Department of Health
Market Towers 1 Nine Elms Lane London SW8 5NQ
Telephone 0171-273 0642
Facsimile 0171- 273 0286 .
13 October 1999

Dear Mr Medawar,

Thank you for your letter of 13 August about clinical trials and Good Clinical Practice (GCP) inspections. I am sorry, because of my absence on leave, not to have replied sooner. Taking the questions you raise in turn:

Advice to patients

The responsibility for ensuring that information is supplied to those patients who are considering entering a clinical trial rests with the trial sponsor, the investigator and the relevant Ethics Committee(s). Whilst the MCA does not have direct contact with patients involved in clinical trials, it expects sponsors to work in accordance with the International Committee on Harmonisation (ICH) Guidance Note on Good Clinical Practice (copy enclosed). Section 2.3 of that Note states that "...the rights, safety, and well-being of the trial subjects are the most important considerations and should prevail over interests of science and society". Section 4.8 of that Note provides details of the type of information which should be supplied to patients to enable them to make an informed decision concerning their participation in a trial.

Information currently on MCA's website about GCP inspections

You asked if we would consider modifying the statement that "GCP inspectors assess compliance with the requirements of GCP guidelines and regulations, and this involves conducting on-site inspections at pharmaceutical sponsor companies, contract research organisations and other facilities involved in clinical research." This is factually correct, although it does not mention that GCP inspections are currently conducted on a voluntary basis only. The MCA's annual report for 1998/99, which provides further information about inspections, refers to the voluntary basis of inspections and we will also include that information on the website.
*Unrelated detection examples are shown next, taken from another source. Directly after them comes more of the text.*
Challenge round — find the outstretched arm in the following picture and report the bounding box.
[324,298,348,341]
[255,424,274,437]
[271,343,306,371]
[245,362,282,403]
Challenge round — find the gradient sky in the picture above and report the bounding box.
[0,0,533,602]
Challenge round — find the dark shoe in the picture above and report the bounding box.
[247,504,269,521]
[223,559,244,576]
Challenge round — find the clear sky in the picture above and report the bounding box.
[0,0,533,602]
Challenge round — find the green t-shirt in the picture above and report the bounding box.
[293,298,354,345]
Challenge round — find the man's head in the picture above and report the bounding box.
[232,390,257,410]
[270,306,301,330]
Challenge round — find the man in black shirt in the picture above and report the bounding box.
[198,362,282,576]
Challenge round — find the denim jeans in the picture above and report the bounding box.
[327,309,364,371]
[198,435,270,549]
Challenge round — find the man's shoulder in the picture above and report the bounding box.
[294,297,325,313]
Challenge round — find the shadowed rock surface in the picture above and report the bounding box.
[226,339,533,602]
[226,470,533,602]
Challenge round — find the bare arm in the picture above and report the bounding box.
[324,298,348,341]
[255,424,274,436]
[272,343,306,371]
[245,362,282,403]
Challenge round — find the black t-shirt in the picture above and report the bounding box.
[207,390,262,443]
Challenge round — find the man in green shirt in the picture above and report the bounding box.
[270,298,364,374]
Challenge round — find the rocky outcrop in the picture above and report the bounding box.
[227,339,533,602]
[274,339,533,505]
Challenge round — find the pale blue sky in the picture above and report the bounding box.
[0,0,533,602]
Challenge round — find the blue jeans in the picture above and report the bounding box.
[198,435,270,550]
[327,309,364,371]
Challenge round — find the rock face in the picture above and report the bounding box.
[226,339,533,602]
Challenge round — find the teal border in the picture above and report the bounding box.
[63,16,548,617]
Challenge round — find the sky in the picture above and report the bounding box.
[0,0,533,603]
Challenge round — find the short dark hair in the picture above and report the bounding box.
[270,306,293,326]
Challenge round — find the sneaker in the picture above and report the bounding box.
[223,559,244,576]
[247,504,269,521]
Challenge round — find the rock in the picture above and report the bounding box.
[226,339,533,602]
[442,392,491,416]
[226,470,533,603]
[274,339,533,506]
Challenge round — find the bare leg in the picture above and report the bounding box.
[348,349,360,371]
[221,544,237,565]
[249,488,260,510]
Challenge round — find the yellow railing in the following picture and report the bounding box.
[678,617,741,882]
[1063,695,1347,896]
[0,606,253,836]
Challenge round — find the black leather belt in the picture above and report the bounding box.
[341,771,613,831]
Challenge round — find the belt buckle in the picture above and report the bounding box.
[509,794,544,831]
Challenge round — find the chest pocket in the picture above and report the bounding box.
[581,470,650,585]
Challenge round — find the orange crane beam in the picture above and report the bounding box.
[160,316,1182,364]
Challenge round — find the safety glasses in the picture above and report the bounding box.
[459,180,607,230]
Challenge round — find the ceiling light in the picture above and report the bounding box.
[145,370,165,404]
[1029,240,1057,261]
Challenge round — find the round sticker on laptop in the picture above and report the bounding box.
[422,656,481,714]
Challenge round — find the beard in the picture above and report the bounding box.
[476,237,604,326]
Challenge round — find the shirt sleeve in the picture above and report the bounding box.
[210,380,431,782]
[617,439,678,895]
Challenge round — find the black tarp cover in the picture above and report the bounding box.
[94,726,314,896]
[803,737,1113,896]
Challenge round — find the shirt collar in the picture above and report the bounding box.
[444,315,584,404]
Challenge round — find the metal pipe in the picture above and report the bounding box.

Information about inspections

My reply of 6th August gave information about the number of inspections conducted by the GCP Compliance Unit. As indicated then and in this year's annual report, the Unit carries out all GCP inspections, including "for cause" inspections, on a voluntary basis. The term "for cause" does not necessarily mean there has been suspicion of scientific misconduct or fraud. Rather, the term describes inspections which have been triggered for a particular reason, such as the assessor seeking further information. At the present time, these inspections are still voluntary and agreed to by the sponsor, research organisation or investigator. You are right that most companies do pay the MCA a fee for inspections. However, the MCA does not normally charge where inspections are "for cause."

Information about inspection Findings

You mentioned MCA figures for 1997 which were cited at a symposium in April 1998 and asked for corresponding figures to date. Those 1997 figures represented findings from the very earliest inspections when the Unit was in its infancy. Since that time, the classification system has been under review and the data are not in a form that can be used for comparison. We are currently consulting our EU partners on a new classification system which will enable the Unit to collect and analyse inspection data in a much more structured way. From the inspection programme, deficiencies have on occasion been identified in relation to the responsibilities of the sponsors, ethics committees and clinical investigators. The GCP Compliance Unit requires sponsors to respond to inspection findings and to correct deficiencies.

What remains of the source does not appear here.